Brief History of the Site
The National Park Seminary opened in a former hotel, Ye Forest Inne, in 1894 as an exclusive boarding school for young ladies from well-to-do families. Although the U.S. Army took over the property in 1942 for a rehabilitation annex for patients at Walter Reed Hospital, the buildings largely fell into disuse and disrepair by the 1980’s. Starting in 2004, The Alexander Company and EYA redeveloped the historic buildings and grounds as a residential complex of condominiums, apartments, townhomes, and single-family houses that successfully blend new and old.
The tour comprised several of the school’s original structures that made up the unique campus, including three of the eight sorority houses which were built in a variety of international styles. These were clubhouses used as the students’ center of informal social life and for hosting events, but were not actually lived in until the Army converted them to officer housing.
1. Zeta Eta Theta – The Swiss Chalet
The girls of the Zeta Eta Theta sorority chose a Swiss chalet as the model for their clubhouse, built in 1899. Legend holds that they sent the plans to the Swiss Legation in Washington to certify that the building was authentic in its design. Notable are the scallop-trimmed roof and elaborately carved fireplace wall, window trim, and stair railings. The sorority house was moved to its current location in 1925 to make room for the large building next door, which includes the Seminary’s grand ballroom.
2. Chi Upsilon Psi – The Japanese Pagoda
This last clubhouse built in 1905 was a dramatic finale to the internationally-themed sorority building plan for the campus. As with each of the sororities, the Japanese pagoda was furnished in as authentic a style as possible, complete with bamboo wainscoting, decorative carved screens, and lanterns. The one-story wing was added in the early 1920’s. Later, the Army enclosed the open porch on the third floor to make it usable for housing year-round.
3. Miller Library
Built in 1901 by the school, the Miller library was designed to hold the extraordinary collection of some 10,000 volumes amassed by Jahu Dewitt Miller, a popular traveling lecturer and lay preacher. Miller was a friend of the founders of the National Park Seminary, and frequently visited the campus to lecture and preach. The girls in the library science program helped catalog his books. A marble plaque in the front sidewalk is in memory of Miller. Note the distinctive stucco band encircling the building, which corresponds to the mezzanine inside. During the Army years, the library was converted to housing and the cantilevered porch was removed.
4. Theta Sigma Rho – The Spanish Mission
The Theta Sigma Rho sorority house, built in 1903, was perhaps the first building in the Mid-Atlantic region that reflected the style of the California missions. It was furnished originally with items reflecting the Southwest. The Army removed all of the distinctive mission elements of the facade when the building was converted to officer housing. Using SOS’s collection of historic photographs, however, the decorative parapet, arcaded porch, and diamond-paned windows were recently replicated in the original style.
5. The Chapel
The non-denominational chapel was among the first buildings to be constructed at the Seminary in 1898. Sunday services and lectures on religious and moral topics were offered here. The chapel also served as an assembly hall where the students convened each school day. Expanded twice during the school years to accommodate the growing student body, it still features most of the stained glass windows that were given as a gift by the first graduating class of the school. The Army continued to use the building as a chapel until the late 1980’s.

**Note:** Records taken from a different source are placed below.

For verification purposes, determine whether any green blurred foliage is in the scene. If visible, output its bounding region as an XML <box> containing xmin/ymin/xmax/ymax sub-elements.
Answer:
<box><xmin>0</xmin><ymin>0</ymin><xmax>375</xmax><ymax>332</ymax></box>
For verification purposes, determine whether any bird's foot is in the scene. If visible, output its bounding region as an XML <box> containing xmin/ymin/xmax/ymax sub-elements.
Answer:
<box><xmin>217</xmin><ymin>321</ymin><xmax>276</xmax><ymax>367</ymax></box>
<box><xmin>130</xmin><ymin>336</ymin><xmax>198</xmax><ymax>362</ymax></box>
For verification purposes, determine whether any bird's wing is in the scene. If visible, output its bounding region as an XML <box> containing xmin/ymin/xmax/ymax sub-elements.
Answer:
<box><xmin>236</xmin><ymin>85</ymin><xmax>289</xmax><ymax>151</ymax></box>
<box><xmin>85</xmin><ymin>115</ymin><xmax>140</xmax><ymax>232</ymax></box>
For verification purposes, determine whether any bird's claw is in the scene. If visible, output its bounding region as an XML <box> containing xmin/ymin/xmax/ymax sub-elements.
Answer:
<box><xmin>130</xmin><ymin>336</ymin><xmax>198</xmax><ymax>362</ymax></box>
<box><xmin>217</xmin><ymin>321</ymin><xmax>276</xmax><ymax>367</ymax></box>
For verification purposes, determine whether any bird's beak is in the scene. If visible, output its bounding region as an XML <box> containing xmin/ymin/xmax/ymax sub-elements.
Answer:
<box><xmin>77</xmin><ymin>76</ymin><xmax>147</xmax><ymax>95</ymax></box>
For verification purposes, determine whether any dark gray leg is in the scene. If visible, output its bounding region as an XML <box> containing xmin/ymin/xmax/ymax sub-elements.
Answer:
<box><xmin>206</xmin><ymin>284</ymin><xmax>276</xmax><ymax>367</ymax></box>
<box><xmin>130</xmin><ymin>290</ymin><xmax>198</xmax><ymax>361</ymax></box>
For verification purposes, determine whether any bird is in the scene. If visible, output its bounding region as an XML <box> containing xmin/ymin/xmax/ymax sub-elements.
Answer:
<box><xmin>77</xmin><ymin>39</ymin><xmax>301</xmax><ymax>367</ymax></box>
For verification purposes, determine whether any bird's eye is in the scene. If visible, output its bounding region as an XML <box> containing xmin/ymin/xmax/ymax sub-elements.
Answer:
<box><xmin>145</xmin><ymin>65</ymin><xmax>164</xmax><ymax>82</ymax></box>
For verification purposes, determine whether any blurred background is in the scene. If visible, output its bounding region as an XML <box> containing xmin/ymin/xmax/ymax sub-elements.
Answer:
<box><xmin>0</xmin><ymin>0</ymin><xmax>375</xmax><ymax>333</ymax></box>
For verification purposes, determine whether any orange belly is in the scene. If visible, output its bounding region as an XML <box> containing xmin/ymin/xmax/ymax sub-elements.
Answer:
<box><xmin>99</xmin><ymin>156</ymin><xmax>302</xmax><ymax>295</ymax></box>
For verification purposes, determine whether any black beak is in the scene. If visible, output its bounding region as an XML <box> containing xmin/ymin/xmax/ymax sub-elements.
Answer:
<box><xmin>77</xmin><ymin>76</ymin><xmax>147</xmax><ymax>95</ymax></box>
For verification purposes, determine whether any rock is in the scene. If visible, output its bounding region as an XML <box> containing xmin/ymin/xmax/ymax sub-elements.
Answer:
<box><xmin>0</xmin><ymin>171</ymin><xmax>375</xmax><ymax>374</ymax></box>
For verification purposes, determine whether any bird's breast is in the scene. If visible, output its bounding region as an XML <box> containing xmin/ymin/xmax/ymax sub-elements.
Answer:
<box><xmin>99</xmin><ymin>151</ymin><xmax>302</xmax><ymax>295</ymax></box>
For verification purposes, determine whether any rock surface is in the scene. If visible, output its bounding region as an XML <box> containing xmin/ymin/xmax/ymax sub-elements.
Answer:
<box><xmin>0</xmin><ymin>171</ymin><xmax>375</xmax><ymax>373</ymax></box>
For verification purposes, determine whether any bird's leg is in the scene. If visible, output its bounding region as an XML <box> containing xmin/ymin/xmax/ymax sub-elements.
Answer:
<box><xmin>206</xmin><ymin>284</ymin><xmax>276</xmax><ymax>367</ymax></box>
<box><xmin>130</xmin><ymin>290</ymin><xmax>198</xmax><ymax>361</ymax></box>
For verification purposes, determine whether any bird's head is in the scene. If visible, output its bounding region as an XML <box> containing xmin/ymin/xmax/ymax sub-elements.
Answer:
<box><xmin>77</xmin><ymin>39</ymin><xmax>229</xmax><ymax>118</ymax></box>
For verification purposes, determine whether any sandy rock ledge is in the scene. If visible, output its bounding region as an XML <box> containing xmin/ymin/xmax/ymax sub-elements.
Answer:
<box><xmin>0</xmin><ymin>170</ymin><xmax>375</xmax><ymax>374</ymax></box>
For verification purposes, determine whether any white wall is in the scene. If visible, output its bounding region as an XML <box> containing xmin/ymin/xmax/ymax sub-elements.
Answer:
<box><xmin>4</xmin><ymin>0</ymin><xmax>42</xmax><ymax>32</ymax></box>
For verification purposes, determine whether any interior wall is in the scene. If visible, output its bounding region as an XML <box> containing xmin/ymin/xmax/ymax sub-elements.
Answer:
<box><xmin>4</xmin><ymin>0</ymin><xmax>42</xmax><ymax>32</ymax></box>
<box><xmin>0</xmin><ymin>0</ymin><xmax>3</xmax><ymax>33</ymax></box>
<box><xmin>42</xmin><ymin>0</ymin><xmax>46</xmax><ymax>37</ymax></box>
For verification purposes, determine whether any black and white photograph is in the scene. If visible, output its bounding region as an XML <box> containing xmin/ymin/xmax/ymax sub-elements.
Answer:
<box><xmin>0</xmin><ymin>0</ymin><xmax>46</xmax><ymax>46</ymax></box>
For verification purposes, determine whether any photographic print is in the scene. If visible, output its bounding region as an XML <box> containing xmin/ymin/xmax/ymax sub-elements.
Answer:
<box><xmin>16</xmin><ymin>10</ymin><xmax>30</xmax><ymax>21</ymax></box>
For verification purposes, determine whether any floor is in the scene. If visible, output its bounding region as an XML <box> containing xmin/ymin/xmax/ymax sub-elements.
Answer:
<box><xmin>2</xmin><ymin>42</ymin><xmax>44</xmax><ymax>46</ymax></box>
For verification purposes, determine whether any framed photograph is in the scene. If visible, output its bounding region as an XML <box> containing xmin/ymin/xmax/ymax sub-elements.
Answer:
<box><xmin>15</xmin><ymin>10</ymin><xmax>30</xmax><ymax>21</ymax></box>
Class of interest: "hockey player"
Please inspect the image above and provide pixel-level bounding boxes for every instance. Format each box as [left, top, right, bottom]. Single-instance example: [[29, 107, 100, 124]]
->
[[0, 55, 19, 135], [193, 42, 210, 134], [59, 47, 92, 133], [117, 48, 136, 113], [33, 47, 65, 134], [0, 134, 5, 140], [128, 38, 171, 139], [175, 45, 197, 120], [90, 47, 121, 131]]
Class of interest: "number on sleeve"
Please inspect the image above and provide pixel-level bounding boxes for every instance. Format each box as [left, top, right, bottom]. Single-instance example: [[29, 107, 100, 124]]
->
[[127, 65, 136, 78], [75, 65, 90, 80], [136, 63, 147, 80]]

6. New Townhouse – 2747 Cassedy Street
As part of the rejuvenation of National Park Seminary into residential housing, 90 new townhouses were built on open space from 2006 through 2009, embodying styles that reflect the historic buildings on campus. This example of a modified Arts and Crafts style has the advantage of being located near the wooded glen, with a bird’s eye view of the trees and surrounding historic buildings from the soaring top floor and terrace.
7. Apartment – A116, 9615 Dewitt Drive
This apartment is located in what was the center of the kitchen for the school. It was separated from the dining room by an interior courtyard to reduce the possibility of a kitchen fire spreading to the main building. Today, this residence incorporates the largest raised skylight of the original kitchen as a loft bedroom with a rooftop view, accessed by a spiral staircase.
8. Dining Room – Community Room
Part of the original Ye Forest Inne designed by well-known DC architect Thomas Franklin Schneider and completed in 1887, the dining room was where first the hotel guests and later the students, dressed in dinner attire (or formal wear for special occasions), took their meals. During the Army years, this was the patients’ and staff mess hall with more utilitarian furnishings. The original massive fireplace, decorative columns, brackets, and beamed ceiling give the room a warm, inviting look. The dining room now functions as the community room for all the current residents of National Park Seminary, incorporating a fitness area off to one side.